Using InfiniBand network fabrics to allocate globally shared memory for processes on different nodes

ArthurRatz · ‎02-05-2016

Dear Collegues,

My MPI program implements a globally shared memory for processes on multiple nodes (hosts) using MPI_Win_allocate_shared, MPI_Comm_split_type functions calls. Unfortunately, the memory address space allocated is not actually shared between processes on different nodes. I'm wondering what will actually happen if I run my MPI program on a cluster with InfiniBand network and change the network fabrics to I_MPI_FABRICS=shm:dapl or something like that. Is this can be a solution of the following problem ?

Thanks in advance.

Cheers, Arthur.

Mark_L_Intel · ‎02-08-2016

The short answer is no. I pointed in (your) another post to the articles describing implementation of PGAS model using MPI-3/RMA. I'd also recommend to first look at the already available PGAS models such as OpenSHMEM before trying to implement PGAS model from scratch.

I_MPI_FABRICS=shm:dapl setting relies on the "normal" MPI-2 (MPI_Send/MPI_Recv, etc.) approach model rather than MPI-3 Shared memory.
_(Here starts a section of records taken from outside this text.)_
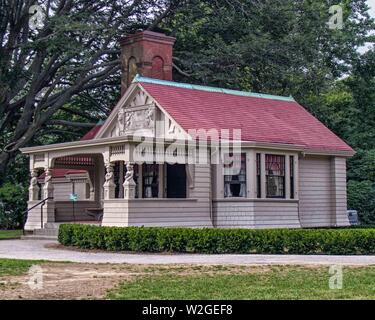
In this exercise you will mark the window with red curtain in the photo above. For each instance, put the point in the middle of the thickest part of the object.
(275, 176)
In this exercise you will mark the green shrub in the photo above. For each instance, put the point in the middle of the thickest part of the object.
(13, 201)
(275, 241)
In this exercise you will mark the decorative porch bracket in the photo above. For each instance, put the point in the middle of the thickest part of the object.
(129, 183)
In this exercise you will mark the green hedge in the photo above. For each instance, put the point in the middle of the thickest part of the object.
(277, 241)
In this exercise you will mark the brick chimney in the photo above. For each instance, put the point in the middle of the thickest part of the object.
(148, 54)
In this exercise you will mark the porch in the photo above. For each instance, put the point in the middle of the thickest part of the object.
(114, 187)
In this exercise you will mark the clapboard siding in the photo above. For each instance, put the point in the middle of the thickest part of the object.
(276, 214)
(315, 191)
(64, 187)
(64, 210)
(339, 190)
(233, 214)
(256, 214)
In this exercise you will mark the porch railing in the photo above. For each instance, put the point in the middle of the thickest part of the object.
(41, 203)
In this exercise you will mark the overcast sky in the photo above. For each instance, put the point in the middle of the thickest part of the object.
(372, 5)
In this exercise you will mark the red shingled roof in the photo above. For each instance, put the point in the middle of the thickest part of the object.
(272, 120)
(92, 133)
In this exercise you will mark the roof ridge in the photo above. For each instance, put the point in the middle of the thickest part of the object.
(139, 78)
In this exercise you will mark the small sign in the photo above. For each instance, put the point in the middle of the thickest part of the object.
(73, 197)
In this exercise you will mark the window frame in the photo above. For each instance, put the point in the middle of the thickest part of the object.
(241, 178)
(281, 175)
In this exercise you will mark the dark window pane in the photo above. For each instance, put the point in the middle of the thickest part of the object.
(275, 176)
(235, 184)
(259, 186)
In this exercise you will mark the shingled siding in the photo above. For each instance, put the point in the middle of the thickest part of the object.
(322, 191)
(161, 212)
(233, 214)
(248, 213)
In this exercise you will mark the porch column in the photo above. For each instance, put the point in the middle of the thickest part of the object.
(34, 188)
(129, 183)
(49, 207)
(338, 180)
(109, 184)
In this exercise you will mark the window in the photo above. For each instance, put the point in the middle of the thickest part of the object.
(259, 181)
(176, 181)
(275, 176)
(291, 159)
(235, 183)
(150, 173)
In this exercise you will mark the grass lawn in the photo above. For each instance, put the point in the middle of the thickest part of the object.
(10, 234)
(276, 282)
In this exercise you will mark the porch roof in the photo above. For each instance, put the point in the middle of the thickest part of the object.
(261, 118)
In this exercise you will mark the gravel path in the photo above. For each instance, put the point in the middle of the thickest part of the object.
(44, 250)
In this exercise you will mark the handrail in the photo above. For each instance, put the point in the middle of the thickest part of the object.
(25, 213)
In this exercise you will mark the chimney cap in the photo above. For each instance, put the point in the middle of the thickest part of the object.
(147, 35)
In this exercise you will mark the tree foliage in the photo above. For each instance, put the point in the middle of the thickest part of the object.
(60, 79)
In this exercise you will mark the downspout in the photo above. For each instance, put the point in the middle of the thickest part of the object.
(210, 197)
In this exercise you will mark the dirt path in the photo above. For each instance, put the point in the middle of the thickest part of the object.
(47, 250)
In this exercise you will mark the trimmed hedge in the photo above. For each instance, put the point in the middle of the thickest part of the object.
(275, 241)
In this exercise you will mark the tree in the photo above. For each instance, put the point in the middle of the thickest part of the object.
(57, 51)
(273, 46)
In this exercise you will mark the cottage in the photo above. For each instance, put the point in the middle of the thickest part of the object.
(176, 154)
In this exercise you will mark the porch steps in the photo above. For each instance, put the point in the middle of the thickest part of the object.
(50, 232)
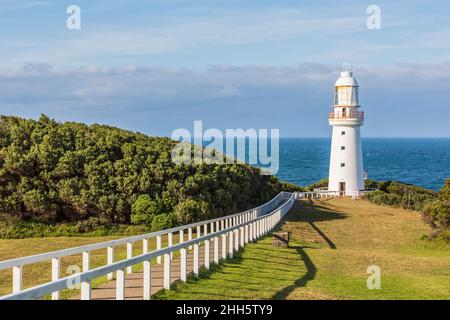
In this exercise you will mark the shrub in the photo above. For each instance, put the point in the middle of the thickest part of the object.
(164, 221)
(144, 209)
(191, 210)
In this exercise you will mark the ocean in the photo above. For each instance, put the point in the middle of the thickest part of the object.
(422, 162)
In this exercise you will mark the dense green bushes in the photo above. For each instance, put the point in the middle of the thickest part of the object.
(434, 207)
(56, 173)
(437, 212)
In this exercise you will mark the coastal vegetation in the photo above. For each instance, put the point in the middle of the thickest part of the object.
(70, 178)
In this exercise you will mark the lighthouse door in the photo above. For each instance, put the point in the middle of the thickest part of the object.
(342, 189)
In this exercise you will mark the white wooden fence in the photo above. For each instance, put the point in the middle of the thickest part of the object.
(236, 230)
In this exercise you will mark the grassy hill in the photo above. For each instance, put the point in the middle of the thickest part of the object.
(333, 243)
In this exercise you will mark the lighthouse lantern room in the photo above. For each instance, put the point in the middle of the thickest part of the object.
(346, 165)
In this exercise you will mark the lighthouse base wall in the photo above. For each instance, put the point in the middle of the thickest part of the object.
(346, 164)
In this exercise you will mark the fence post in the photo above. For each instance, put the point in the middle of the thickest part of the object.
(56, 266)
(190, 236)
(183, 269)
(147, 277)
(224, 246)
(207, 254)
(86, 285)
(195, 259)
(230, 244)
(147, 280)
(170, 242)
(17, 279)
(167, 259)
(216, 250)
(181, 236)
(158, 246)
(246, 233)
(129, 256)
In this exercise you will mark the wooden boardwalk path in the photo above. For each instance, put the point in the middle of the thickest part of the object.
(134, 284)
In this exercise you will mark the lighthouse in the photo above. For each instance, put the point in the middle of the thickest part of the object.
(346, 165)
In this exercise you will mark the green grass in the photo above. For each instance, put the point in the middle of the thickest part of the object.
(333, 242)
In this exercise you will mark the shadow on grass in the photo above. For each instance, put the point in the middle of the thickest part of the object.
(303, 211)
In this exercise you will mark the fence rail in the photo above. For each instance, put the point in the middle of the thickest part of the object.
(236, 230)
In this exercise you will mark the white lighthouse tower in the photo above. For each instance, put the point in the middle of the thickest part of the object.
(346, 164)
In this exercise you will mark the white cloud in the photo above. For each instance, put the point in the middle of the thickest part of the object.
(22, 4)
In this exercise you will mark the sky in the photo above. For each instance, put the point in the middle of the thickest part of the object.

Obviously, this setting relies on IB and DAPL fabric between the nodes. I guess the confusion comes from the "shm" part. Indeed, this setting makes MPI library to use so-called shared memory fabric on the node. All it (shared memory fabric) means here is that MPI library would use certain internal optimizations to make MPI calls more efficient for the ranks residing on the same node (btw, sometimes using dapl even on the same node may produce better performance results). On the other hand, the MPI-3 shared memory approach gives developer a truly shared memory that can be accessed with direct load/store operations, exactly like threading in this sense.

Cheers,

Mark

ArthurRatz · ‎02-08-2016

Thanks for clarification, Mark

ArthurRatz · ‎02-09-2016

Is there ability to use MPI-3 shared memory to allocate a buffer in global address space that can shared among processes on different nodes ?